One of my all time favorite books. If you haven’t read it, make the time. It’s well worth it…but today’s blog isn’t about that. Today I want to talk about time wishing the offer process. There is often a lot of confusion surrounding what happens – in fact, I just went through a similar process where the time for the other party to respond expired…twice! There are a few key points to keep in mind. Some may sound rudimentary but you would be surprised at how the pressure of the situation can affect an individual’s sound judgment. But that’s what you have us there for, right?
- Just because you submitted an offer, doesn’t mean that it has been accepted: Simple, right? People generally only get confused about this part a little later into the counter offer process but I’ve seen it start at the very beginning. Buyer rights an offer and asks, “So what’s the next step? When and where do I give my deposit too?” Unfortunately, next step is to wait until we see what the seller says. Boiler plate language on the contract states that the seller has three days to respond.

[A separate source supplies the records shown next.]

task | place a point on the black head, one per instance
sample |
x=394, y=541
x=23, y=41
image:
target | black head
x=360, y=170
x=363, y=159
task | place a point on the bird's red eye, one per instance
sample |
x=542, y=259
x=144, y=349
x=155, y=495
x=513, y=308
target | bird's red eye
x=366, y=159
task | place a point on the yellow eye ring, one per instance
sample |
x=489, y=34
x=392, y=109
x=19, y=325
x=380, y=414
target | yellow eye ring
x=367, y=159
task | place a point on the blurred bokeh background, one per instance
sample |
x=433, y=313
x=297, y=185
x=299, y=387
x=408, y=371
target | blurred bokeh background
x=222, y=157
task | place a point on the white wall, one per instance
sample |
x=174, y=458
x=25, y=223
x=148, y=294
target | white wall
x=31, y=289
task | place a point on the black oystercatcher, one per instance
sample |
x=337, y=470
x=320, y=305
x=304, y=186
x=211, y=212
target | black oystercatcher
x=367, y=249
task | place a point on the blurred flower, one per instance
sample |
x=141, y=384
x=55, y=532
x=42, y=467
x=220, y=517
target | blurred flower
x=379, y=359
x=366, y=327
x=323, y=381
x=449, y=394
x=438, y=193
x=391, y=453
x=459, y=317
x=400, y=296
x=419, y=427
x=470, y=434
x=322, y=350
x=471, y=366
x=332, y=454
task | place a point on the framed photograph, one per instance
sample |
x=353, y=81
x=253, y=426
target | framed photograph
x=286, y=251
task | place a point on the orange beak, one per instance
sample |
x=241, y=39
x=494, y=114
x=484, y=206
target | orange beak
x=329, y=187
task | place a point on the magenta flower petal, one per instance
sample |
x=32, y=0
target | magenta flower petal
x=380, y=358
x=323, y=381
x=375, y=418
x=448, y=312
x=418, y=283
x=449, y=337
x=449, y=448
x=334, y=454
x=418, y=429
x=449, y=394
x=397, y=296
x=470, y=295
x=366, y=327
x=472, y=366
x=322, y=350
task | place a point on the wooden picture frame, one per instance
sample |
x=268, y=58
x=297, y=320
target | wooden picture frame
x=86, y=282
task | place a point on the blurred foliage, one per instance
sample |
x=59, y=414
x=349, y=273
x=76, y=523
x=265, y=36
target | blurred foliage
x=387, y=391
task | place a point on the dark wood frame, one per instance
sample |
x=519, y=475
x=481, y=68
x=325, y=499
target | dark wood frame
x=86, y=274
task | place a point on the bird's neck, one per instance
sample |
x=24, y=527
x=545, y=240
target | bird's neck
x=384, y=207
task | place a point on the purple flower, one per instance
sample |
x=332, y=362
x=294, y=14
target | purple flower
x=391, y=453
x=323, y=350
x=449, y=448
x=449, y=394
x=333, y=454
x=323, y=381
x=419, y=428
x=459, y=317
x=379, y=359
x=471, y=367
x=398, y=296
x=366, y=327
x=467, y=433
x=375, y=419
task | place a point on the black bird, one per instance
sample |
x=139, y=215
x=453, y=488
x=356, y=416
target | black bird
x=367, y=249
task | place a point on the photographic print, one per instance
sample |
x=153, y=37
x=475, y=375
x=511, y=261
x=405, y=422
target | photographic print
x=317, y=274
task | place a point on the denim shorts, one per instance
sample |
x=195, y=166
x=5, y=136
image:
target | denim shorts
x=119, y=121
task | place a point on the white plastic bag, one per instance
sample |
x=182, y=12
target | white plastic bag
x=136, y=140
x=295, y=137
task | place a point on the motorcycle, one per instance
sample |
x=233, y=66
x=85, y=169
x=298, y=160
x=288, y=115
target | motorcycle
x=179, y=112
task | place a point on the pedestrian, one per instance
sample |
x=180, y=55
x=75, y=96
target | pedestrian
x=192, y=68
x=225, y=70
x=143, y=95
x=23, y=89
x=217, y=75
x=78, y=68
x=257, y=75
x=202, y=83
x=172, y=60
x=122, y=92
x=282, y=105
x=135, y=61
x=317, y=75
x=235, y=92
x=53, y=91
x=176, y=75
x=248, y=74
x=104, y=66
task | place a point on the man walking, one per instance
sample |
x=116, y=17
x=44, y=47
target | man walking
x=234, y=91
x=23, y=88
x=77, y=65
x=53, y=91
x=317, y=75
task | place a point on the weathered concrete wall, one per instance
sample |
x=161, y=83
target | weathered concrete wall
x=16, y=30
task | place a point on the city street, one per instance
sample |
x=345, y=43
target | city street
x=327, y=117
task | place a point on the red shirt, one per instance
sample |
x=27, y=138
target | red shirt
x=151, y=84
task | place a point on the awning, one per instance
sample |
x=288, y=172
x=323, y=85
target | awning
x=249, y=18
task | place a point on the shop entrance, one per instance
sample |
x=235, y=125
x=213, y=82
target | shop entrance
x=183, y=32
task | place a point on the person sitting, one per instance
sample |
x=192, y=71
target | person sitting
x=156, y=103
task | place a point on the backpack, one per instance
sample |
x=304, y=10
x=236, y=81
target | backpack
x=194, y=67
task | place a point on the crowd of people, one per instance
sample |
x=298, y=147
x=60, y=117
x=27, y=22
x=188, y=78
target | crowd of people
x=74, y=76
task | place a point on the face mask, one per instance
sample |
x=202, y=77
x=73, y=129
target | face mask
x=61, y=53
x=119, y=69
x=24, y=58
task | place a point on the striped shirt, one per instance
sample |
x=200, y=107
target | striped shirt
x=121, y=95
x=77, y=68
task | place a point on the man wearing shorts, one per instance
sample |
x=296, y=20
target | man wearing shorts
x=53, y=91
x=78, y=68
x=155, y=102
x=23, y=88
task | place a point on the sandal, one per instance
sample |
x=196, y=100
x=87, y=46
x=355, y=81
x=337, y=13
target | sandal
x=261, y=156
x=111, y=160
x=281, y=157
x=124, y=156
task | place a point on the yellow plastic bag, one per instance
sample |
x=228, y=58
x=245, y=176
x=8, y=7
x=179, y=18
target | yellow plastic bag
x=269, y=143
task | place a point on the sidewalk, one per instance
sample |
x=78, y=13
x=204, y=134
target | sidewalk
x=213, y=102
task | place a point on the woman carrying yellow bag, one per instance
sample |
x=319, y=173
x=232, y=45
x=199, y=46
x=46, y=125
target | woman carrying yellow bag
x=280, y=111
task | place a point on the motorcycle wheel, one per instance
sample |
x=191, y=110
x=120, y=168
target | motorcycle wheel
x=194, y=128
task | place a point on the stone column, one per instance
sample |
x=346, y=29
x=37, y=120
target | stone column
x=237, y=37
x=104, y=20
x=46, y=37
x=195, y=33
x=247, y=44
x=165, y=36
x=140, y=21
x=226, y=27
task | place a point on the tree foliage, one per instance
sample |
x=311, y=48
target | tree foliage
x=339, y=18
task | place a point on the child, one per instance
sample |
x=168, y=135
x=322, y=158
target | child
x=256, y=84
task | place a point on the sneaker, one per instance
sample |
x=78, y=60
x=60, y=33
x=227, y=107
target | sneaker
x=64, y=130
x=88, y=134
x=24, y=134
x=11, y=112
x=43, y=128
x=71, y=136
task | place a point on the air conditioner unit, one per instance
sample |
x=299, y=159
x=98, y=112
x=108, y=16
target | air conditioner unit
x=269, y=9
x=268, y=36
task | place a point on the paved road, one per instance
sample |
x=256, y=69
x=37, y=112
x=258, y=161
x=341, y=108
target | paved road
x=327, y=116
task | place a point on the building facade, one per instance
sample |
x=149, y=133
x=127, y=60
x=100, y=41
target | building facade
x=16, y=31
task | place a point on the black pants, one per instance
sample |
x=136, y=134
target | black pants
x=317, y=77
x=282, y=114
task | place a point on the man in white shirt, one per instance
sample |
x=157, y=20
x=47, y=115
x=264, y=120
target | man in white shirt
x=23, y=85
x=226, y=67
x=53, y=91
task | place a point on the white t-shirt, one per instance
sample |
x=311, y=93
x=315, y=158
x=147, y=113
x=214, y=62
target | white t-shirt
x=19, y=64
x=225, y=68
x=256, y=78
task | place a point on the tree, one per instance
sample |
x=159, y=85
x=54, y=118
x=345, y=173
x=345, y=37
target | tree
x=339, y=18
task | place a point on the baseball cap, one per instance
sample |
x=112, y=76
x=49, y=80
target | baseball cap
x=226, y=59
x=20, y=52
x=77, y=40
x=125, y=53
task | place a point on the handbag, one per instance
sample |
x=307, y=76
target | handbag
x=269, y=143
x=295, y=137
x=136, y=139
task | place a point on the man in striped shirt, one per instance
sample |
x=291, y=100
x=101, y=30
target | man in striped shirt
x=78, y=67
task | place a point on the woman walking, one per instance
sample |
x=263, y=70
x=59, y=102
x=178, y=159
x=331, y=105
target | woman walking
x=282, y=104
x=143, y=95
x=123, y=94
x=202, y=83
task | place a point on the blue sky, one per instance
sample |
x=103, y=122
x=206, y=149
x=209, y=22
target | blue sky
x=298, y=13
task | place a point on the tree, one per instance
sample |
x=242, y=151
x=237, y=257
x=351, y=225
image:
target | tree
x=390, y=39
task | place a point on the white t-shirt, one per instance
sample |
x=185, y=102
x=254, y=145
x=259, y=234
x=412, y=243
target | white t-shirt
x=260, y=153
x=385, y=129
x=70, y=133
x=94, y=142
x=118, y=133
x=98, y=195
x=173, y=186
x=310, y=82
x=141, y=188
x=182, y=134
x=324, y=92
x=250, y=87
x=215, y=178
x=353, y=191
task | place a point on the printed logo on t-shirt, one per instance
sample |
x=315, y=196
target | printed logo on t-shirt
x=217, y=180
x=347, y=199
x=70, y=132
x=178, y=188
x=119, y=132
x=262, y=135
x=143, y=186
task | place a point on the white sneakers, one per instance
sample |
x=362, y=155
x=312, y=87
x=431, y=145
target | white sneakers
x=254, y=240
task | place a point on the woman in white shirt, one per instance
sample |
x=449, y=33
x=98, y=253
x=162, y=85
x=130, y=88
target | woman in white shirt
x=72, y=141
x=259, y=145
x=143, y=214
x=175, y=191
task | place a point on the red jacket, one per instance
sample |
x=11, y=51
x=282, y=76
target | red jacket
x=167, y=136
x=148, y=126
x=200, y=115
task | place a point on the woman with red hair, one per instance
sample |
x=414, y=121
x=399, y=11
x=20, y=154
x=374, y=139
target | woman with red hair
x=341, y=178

- Three days starting…now? Yes, but this can get a little confusing…but it’s still better than it used to be. The day you submit an offer (or counter offer) is day zero. You then have three additional days to wait for a response. For example, if you submit an offer on Monday at 3:30pm, the seller has until Thursday at 5pm (close of business) to respond. Feels like four days, right? The waiting can be interminable. If your agent knows that offers are due on a certain day, you can always ask them to shorten the time frame to respond.
- What happens when time runs out? You’ve blown past day three and still haven’t received a response from the seller or buyer. Hopefully your agent is in contact with the other side so that you know what’s going on. But if they aren’t…what now? Officially your offer has expired. If the other side wants to accept it they can but you are no longer bound by it. You do have a couple of options. You have the right to leave your offer open and go into contract. You also have the right to walk away. Your offer has expired and it is no longer valid. Just because the other side wants it now doesn’t mean that you still do. Make sure, however, that your agent communicates to the other side your intention.
Real estate is not a zero sum game. It is meant to be a win-win situation for all parties involved. There are times when it is difficult to get all parties on the same page because of distance; some times parties aren’t as technologically savvy as others and so you still need a “wet” signature rather than a digital one. Just make sure that your agent is talking to the other side as well as you. Communication the most important assets in real estate.